Une approche humaine de la folie, de la psychose, de la maladie mentale introduit inévitablement un questionnement sur ce que peut vivre, éprouver, ressentir une personne mise à l’isolement, abandonnée à ses terreurs, à l’envahissement de ses perceptions pathologiques, de ses idées délirantes, à son vécu d’être au monde. Sanglée, attachée, et laissée ainsi pendant des heures, des jours, voire des semaines comme cela se développe et se banalise depuis une dizaine d’années, quel lien peut-elle établir avec le corps soignant, si son corps, si son être a été ainsi maltraité ?
J’évoquerai juste en conclusion que les principes de la formation, sinon de formatage, pour les futurs psychiatres, les futurs infirmiers, les futurs psychologues - cliniciens, sont dans la suite logique des éléments développées dans ce propos : : le gestionnaire, l’idéologique et une conception étroite de la maladie mentale. Pas de complexité ! Une formation au rabais, indigne, pour les infirmiers qui exerceront en psychiatrie, réduite à quelques semaines sur les trois années d’études, quand avant 1992 elle s’étalait sur … trois années ; pour les psychiatres, une formation dans les services hospitalo-universitaires acquis dans leur immense majorité à l‘industrie pharmaceutique, aux neurosciences, au comportementalisme ; la quasi disparition de la psycho-pathologie pour les psychologues-cliniciens au profit du comportementalisme et du cognitivisme : tel est le tableau actuel.
Bien évidemment, les moyens en personnel ont leur importance : car des équipes disséminées, réduites en nombre, ne peuvent qu’amplifier les phénomènes de peur et de désarroi dans les situations d’agitation pour lesquelles la seule issue, la seule demande est l’isolement et la contention.

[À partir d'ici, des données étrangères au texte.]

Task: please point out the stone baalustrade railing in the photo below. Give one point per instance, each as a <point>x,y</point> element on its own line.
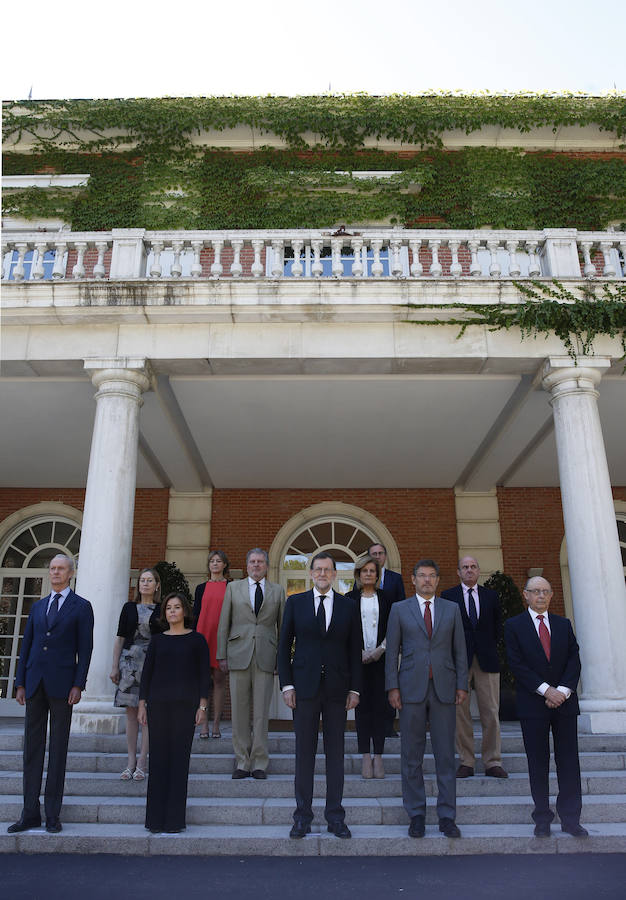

Enfin, la place de l’entourage, l’accueil et la prise en compte des préoccupations des familles, mais aussi l’apport de leur connaissance de l’histoire familiale et des relations avec le malade, sont trop souvent ignorés, laissés de côté, si ce n’est exclu. La vogue de « l’éducation, par la formation des familles, leur apprentissage de la maladie », formatage rééducatif, ne vient-il pas prendre la place, ignorer leur savoir-faire, leurs potentialités, leur écoute possible, leurs nécessaires interrogations face à la complexité de la pathologie de leur proche ?
La pauvreté, si ce n’est la disparition d’une pratique et d’une analyse institutionnelle, la suppression des réunions cliniques, remplacées par … « des staffs expéditifs », ne peuvent venir que parachever ce sombre tableau et évoquer quelques hypothèses à propos de ces violences institutionnelles que sont l’isolement et la contention, désormais bien banalisées.